It can be seen that there is mean motion (going
predominantly left to right, across the flow)
relating to a small angular misalignment between
the flow channel and mirror tracking (this is
reduced through more careful alignment in the
experimental results presented later). However in
addition to this, there is a spatially varying
displacement component. This has several possible
sources: (a) spatial flow variation in the imaging
region; (b) variations in acoustic focussing
position resulting in beads travelling in
different parts of the flow profile;[23] (c) acoustic forces within the imaging region;[25] (d) acoustic streaming; and (e) optical
distortions. We favour (b and c) as likely to be
the strongest effects; this is supported by the
experimentally measured distribution of the
vectors, and the uniformity of the flow channel
profile evidenced by the strong acoustic
resonance.
Fig. 7
Displacement vector field of 10 μm
fluorescent beads during a mirror cycle over the
full field of view (1 Hz mirror cycle frequency).

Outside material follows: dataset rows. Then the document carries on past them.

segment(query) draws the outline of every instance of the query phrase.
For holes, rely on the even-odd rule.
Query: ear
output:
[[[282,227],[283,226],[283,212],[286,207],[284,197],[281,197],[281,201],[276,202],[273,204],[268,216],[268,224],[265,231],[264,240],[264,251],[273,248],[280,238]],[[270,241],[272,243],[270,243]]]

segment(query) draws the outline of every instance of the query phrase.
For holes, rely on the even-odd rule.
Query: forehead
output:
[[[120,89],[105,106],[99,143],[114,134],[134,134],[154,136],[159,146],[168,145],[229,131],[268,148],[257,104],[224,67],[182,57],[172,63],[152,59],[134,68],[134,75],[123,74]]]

The vectors are scaled, with the average vector
approximately 2 pixels long. The vectors highlight
both mean motion from imperfect device alignment,
and spatial variation resulting from acoustic
causes. The flow direction is along the
y-axis.
We find that at faster flow rates these
distortions are found to be smaller. Fig. 8 presents
results at a more realistic flow rate of 100 ml
h–1, and mirror cycle frequency of
close to 20 Hz, but with a reduced field of view
to allow a 400 fps frame rate. The linear velocity
of beads at this flow rate was 26 mm
s–1, and the figure shows the
displacement measured between the first and last
frames taken from a single mirror cycle. Again a
mean displacement is seen, this time including a
stronger component in the flow direction from
imperfect frequency tuning in this experiment.
After subtracting this average displacement (Fig. 8(b)) it can
be seen that beads within this region have flow
velocities that are closely similar to each other,
and that the acoustic forces are successfully
bringing them into good focus.
Fig. 8
Displacement vector fields at 20 Hz mirror
cycle frequency. (a) Shows the displacement
between the beginning and end of a single cycle.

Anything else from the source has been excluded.